Furthermore, Schwarzenegger’s director of the Department of Housing and Community Development, Lucetta Dunn, quit right before the election, after less than a year and a half on the job, and the administration appears to be in no hurry to replace her. McPeak is a powerhouse who essentially serves as her own housing director; nevertheless, purely in public relations terms, how can you short-list housing as an issue when you don’t even have somebody warming the chair at the Department of Housing and Community Development?
Then there’s the question of how the Democrats will play the planning issue this year, especially in the governor’s race. It has been 16 years and three governors since growth was an issue in a gubernatorial election. The leading Democratic contender, Treasurer Phil Angelides, is a rabid partisan with strong ties to the labor unions, but he’s also the darling of the national smart growth crowd, with a long record of rhetoric in favor of infill development, mixed-use growth, and New Urbanism. (Angelides was the developer of Laguna West in Elk Grove, one of the first New Urbanist suburbs in the state.) The other leading Democratic candidate, Controller Steve Westly, is less well-known on the topic. But Westly is a former local economic development official and he comes from Silicon Valley, where infill has been the order of the day, so you could make some assumptions about his disposition on planning.
One could imagine an interesting debate over housing and growth during the governor’s race this year. Schwarzenegger could be expected to take the pro-homebuilder position, adopting the McPeak argument that some infill is necessary, but some greenfield development is required as well. Angelides (or Westly) could be expected to take a hard-line smart growth position, arguing in favor of an aggressive infill strategy throughout the state.

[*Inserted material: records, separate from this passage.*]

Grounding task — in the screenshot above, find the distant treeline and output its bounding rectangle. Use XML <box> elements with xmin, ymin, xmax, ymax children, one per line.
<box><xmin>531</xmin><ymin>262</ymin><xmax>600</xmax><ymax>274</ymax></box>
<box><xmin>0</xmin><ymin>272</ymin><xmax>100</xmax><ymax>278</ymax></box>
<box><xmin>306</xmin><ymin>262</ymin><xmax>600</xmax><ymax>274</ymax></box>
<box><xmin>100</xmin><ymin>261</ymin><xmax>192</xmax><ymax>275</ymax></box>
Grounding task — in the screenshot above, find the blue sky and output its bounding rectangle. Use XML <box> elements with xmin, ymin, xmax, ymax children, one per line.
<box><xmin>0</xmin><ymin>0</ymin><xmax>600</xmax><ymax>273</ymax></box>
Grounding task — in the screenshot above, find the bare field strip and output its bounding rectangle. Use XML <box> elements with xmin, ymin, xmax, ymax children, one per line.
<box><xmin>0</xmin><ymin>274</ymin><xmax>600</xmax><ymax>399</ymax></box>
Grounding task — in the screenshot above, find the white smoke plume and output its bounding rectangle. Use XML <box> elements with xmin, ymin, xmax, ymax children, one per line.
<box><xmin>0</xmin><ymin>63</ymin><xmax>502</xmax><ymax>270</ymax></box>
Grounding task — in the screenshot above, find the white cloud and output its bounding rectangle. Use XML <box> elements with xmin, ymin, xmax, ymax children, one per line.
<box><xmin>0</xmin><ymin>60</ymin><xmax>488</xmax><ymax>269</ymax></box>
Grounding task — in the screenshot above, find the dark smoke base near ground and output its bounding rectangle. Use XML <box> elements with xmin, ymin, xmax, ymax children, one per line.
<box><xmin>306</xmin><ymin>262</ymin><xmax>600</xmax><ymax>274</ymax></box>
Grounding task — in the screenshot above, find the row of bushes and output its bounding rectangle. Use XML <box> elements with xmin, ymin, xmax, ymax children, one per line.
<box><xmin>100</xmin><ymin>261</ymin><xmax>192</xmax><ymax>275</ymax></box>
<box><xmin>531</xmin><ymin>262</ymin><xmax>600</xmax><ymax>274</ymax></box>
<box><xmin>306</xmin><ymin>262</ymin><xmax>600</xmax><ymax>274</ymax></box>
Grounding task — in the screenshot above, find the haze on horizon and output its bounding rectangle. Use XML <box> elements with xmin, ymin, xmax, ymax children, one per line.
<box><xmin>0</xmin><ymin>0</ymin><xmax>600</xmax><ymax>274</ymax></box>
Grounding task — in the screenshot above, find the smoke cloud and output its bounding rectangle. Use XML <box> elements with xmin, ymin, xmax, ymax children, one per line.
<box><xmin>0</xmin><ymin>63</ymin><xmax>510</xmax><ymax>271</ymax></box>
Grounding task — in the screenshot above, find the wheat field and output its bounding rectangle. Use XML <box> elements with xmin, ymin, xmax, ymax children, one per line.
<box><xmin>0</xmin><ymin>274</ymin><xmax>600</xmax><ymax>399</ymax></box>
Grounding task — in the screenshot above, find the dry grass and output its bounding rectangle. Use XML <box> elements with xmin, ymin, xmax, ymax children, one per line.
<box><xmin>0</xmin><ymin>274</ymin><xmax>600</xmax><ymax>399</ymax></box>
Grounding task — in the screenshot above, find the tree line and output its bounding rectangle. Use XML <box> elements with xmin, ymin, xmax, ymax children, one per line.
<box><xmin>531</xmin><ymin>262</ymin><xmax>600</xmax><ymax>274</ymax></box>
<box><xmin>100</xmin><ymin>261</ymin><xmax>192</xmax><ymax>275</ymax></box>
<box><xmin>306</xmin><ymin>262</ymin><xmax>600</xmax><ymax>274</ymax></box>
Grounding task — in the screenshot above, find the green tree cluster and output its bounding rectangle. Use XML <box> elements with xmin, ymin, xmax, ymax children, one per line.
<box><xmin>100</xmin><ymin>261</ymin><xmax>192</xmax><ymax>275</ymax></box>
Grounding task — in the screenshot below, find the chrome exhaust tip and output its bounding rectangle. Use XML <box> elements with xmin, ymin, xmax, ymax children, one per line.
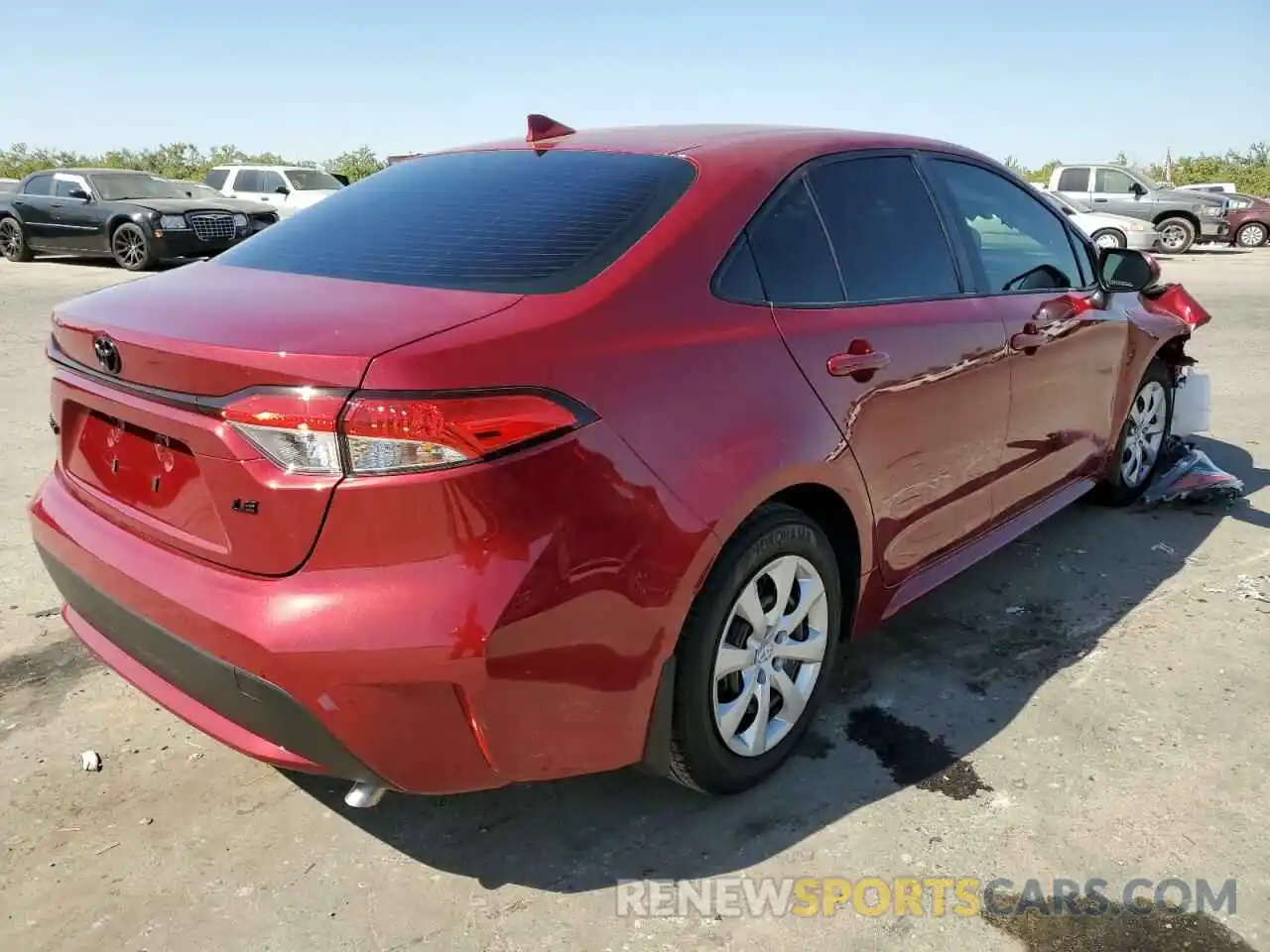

Of course, if Schwarzenegger moves back to the middle in 2006, he will have to court environmentalists – perhaps his most logical Democratic constituency. That would mean he’d have to tone down the rhetoric on greenfield development. The Democratic candidate could get trapped between the pro-CEQA position of the environmentalist constituency and the pro-infill housing position of the urban Latino constituency. Add up all of this, and the housing issue might become moot.
A more likely scenario is that planning squirrels its way into the governor’s race by way of the infrastructure bond. It’s likely that some kind of infrastructure bond of $50 billion to $100 billion will receive bipartisan support in Sacramento and find its way onto the November ballot, meaning that both sides will be jockeying to spin it their way. Schwarzenegger will focus on the road-building benefits to suburban Republican constituencies, while the Democrat – especially if it’s Angelides – will undoubtedly use it rhetorically as a way to support a wide-ranging infill and smart growth agenda. In December, Angelides appeared to be staking a position on every side of an infrastructure bond.
Last year, I wrote a column stating that the stars could be aligning in Sacramento on certain types of planning and housing reform (see CP&DR Insight, January 2005). Schwarzenegger seemed to be positioning himself on the issue, and McPeak – a Democrat – was close to certain key Democratic legislators. The whole special election debacle made for a lost year in Sacramento, blowing all of those stars out of the sky. But between housing prices and traffic congestion, some aspect of planning is still on everybody’s mind during 2006. McPeak may not put housing on the governor’s short list, but planning may find its way into the gubernatorial debate one way or another.